Retention Is the New Acquisition, And Most Businesses Are Behind

For years, the growth playbook was simple: acquire more merchants. More leads, more demos, more sign-ups.

But here’s the hard truth most businesses are now facing:
You can’t out-acquire churn.

Customer acquisition costs (CAC) are up over 222% over the last decade across B2B SaaS, while conversion rates are declining. And in today’s market where competition is everywhere and merchants are operating on tighter margins, retention is the real growth strategy.

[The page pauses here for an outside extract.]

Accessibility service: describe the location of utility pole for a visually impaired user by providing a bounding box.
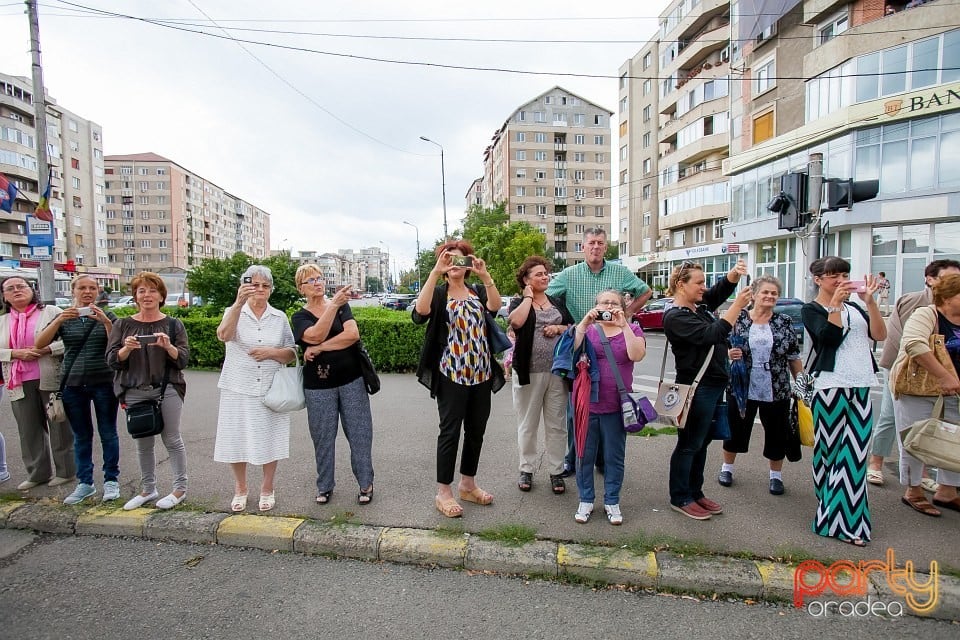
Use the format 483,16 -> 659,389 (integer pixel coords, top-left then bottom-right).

The businesses that win in 2025 will be the ones that help their merchants win

Not with more features.
Not with prettier dashboards.
But with practical tools that drive business outcomes like customer loyalty, repeat visits, and revenue per user.

Because here’s what’s really causing churn for most businesses:
➡️ Merchants are leaving not because of your product but because their customers are leaving them.

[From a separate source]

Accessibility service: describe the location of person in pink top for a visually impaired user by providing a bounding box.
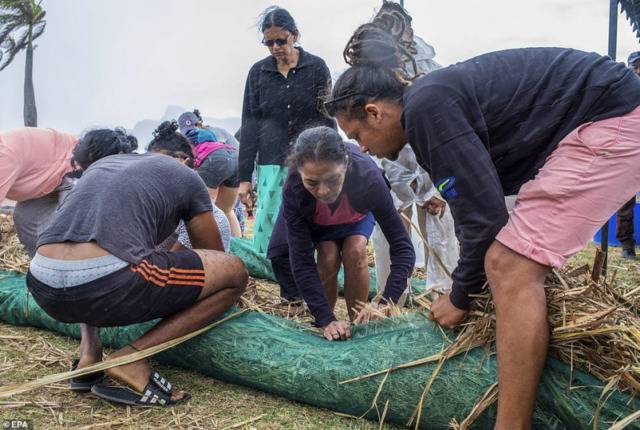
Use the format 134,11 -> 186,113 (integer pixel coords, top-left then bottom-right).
0,127 -> 137,256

The shift from acquisition to support

Helping merchants succeed used to mean offering setup guides and a solid help center.

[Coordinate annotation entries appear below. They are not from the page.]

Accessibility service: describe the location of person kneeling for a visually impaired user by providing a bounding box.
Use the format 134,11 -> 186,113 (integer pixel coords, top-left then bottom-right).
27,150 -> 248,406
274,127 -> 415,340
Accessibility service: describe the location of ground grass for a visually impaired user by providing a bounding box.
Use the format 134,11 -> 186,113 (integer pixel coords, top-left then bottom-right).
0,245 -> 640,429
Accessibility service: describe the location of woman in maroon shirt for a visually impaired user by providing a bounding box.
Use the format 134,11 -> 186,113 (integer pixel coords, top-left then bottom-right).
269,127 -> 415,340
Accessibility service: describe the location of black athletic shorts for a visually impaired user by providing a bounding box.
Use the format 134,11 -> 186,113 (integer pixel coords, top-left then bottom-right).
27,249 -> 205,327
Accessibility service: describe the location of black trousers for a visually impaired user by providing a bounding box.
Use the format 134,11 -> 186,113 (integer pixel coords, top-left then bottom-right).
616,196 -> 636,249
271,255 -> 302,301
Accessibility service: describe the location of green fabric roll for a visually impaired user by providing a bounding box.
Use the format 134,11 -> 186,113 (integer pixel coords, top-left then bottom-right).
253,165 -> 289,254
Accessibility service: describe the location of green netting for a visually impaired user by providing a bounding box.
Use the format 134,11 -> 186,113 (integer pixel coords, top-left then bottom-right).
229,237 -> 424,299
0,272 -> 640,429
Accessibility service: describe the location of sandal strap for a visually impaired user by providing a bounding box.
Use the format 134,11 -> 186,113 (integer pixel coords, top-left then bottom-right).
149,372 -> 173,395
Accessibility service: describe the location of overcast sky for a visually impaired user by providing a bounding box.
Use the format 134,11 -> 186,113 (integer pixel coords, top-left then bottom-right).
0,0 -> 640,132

Now, it means giving them tools to:

  • Re-engage customers they haven’t seen in 30+ days
  • Trigger automatic review requests to build social proof
  • Drive repeat visits with loyalty offers sent via SMS
  • Capture leads directly from their website and/or QR codes
  • Follow up after a missed visit without needing a team

A study by Twilio found that 96% of consumers want to receive texts from businesses, but only 48% of businesses are actively using SMS as a communication channel.

Retention is now a platform level KPI

The fastest growing businesses we work with have one thing in common:
They’re not just building tools. They’re building outcomes.

Instead of asking “how do we make our onboarding better?”
They’re asking:
👉 “How do we help our merchants get their first return visit faster?”
👉 “What’s our average merchant LTV and what would it look like if we extended that by just 60 days?”

So let’s breakdown the math:

If the average merchant brings in $250/mo in SaaS and payment revenue, extending their LTV by 90 days adds $750 in revenue, per merchant. Multiply that by 1,000 merchants, and that’s $750,000 in recovered revenue.

When your product drives merchant retention…
…your own churn starts to fix itself.

Retention is acquisition.
And if your platform isn’t helping merchants keep their customers, someone else’s will.